DMARC was created in 2012 by a coalition of major email providers and senders, including Google, Microsoft, Yahoo, and PayPal. Today it is widely supported across virtually every major email platform.

For a deeper look at the fundamentals, read our article on what DMARC is and why it matters.

Why You Need DMARC

Many business owners assume email security is something only large enterprises need to worry about. That is a dangerous misconception. Small and mid-sized businesses are actually more frequently targeted by email spoofing attacks precisely because attackers know they are less likely to have protections in place.

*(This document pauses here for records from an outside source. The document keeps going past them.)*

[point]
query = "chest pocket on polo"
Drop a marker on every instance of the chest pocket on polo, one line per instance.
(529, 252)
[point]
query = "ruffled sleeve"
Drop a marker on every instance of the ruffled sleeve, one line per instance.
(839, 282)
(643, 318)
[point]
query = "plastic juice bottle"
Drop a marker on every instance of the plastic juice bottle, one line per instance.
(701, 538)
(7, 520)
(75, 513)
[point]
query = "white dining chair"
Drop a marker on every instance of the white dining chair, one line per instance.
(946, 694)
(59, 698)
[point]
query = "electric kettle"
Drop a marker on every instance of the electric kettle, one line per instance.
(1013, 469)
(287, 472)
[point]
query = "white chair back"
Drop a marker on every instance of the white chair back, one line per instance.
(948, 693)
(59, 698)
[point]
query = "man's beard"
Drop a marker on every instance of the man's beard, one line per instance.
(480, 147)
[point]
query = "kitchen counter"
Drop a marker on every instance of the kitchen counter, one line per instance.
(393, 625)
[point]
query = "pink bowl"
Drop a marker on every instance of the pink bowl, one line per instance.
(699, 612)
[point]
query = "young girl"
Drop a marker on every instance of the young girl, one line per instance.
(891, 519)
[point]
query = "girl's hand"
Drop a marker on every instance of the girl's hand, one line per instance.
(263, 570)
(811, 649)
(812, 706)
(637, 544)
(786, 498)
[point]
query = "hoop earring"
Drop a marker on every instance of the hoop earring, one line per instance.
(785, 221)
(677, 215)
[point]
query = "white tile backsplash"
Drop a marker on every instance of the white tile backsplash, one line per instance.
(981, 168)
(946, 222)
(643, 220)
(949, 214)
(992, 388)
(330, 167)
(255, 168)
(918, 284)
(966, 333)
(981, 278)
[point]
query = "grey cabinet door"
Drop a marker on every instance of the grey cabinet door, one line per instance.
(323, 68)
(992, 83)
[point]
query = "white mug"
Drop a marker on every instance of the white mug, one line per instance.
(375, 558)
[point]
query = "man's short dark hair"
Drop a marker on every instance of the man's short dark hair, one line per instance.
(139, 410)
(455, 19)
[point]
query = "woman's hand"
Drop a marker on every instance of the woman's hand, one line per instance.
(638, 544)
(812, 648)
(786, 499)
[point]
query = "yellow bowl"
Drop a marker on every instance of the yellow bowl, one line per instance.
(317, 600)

Protection Against Email Spoofing

Email spoofing — where an attacker forges the "From" address to impersonate your domain — is one of the most common tactics in phishing attacks. Without DMARC, there is nothing stopping a bad actor from sending an email that appears to come from billing@yourdomain.com and tricking your customers into wiring money or sharing credentials.

DMARC gives receiving mail servers the information they need to detect and block these forged messages before they reach anyone's inbox. Learn more about how DMARC prevents email spoofing.

Better Email Deliverability

DMARC does not just block bad email — it helps your legitimate email get delivered. Major inbox providers like Google and Microsoft use DMARC as a trust signal. Domains with a properly configured DMARC policy see better inbox placement rates because providers can confidently verify the email is authentic.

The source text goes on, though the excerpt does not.